Além da possibilidade de arrecadação destes imóveis pelo ente
municipal, o tempo para caracterização do abandono foi reduzido para
três anos, além de definir como presunção absoluta da intenção de
abandonar o bem imóvel na hipótese de o proprietário deixar de
satisfazer os ônus fiscais.
A Lei Federal nº 13.465/2017 institui no território nacional normas
gerais e procedimentos aplicáveis à Regularização Fundiária Urbana
(Reurb), a qual abrange medidas jurídicas, urbanísticas, ambientais e
sociais destinadas à incorporação dos núcleos urbanos informais ao
ordenamento territorial urbano e à titulação de seus ocupantes.
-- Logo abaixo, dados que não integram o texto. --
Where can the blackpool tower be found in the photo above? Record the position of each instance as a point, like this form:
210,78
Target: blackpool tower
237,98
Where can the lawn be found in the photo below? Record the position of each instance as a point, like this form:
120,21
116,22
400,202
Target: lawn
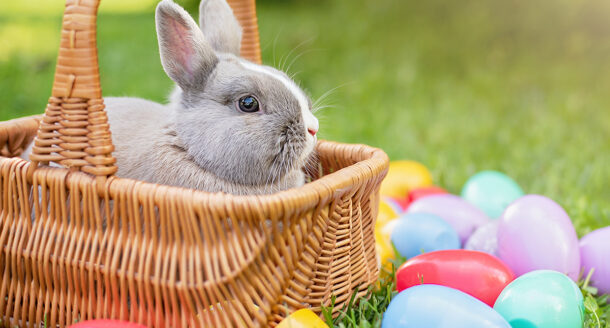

Esta
legislação, além de garantir maior celeridade para reconhecimento de
titularização de áreas ocupadas, também estabelece regras para atuação
do poder público, visando a garantir investimentos no sistema viários,
saneamento básico, energia elétrica, entre outras, além do correto
tratamento ambiental.
Dentre várias medidas elencadas por esta legislação, destaca-se a arrecadação de imóveis abandonados como política urbanística:
Art. 15. Poderão ser empregados, no âmbito da Reurb,
sem prejuízo de outros que se apresentem adequados, os seguintes
institutos jurídicos:
…
IV – a arrecadação de bem vago, nos termos do art. 1.276 da Lei nº 10.406, de 10 de janeiro de 2002 (Código Civil) ;
E, ainda, a Lei 13.465/2017 detalhou o procedimento administrativo a
ser adotado pelos municípios para realizar a arrecadação de imóveis
abandonados, nos seguintes termos:
Art. 64. Os imóveis urbanos privados
abandonados cujos proprietários não possuam a intenção de conservá-los
em seu patrimônio ficam sujeitos à arrecadação pelo Município ou pelo
Distrito Federal na condição de bem vago.
§1º A intenção referida no caput deste artigo será
presumida quando o proprietário, cessados os atos de posse sobre o
imóvel, não adimplir os ônus fiscais instituídos sobre a propriedade
predial e territorial urbana, por cinco anos.
§2º O procedimento de arrecadação de imóveis urbanos
abandonados obedecerá ao disposto em ato do Poder Executivo municipal ou
distrital e observará, no mínimo:
I – abertura de processo administrativo para tratar da arrecadação;
II – comprovação do tempo de abandono e de inadimplência fiscal;
III – notificação ao titular do domínio para, querendo,
apresentar impugnação no prazo de trinta dias, contado da data de
recebimento da notificação.
§3º A ausência de manifestação do titular do domínio será interpretada como concordância com a arrecadação.
§4º Respeitado o procedimento de arrecadação, o
Município poderá realizar, diretamente ou por meio de terceiros, os
investimentos necessários para que o imóvel urbano arrecadado atinja
prontamente os objetivos sociais a que se destina.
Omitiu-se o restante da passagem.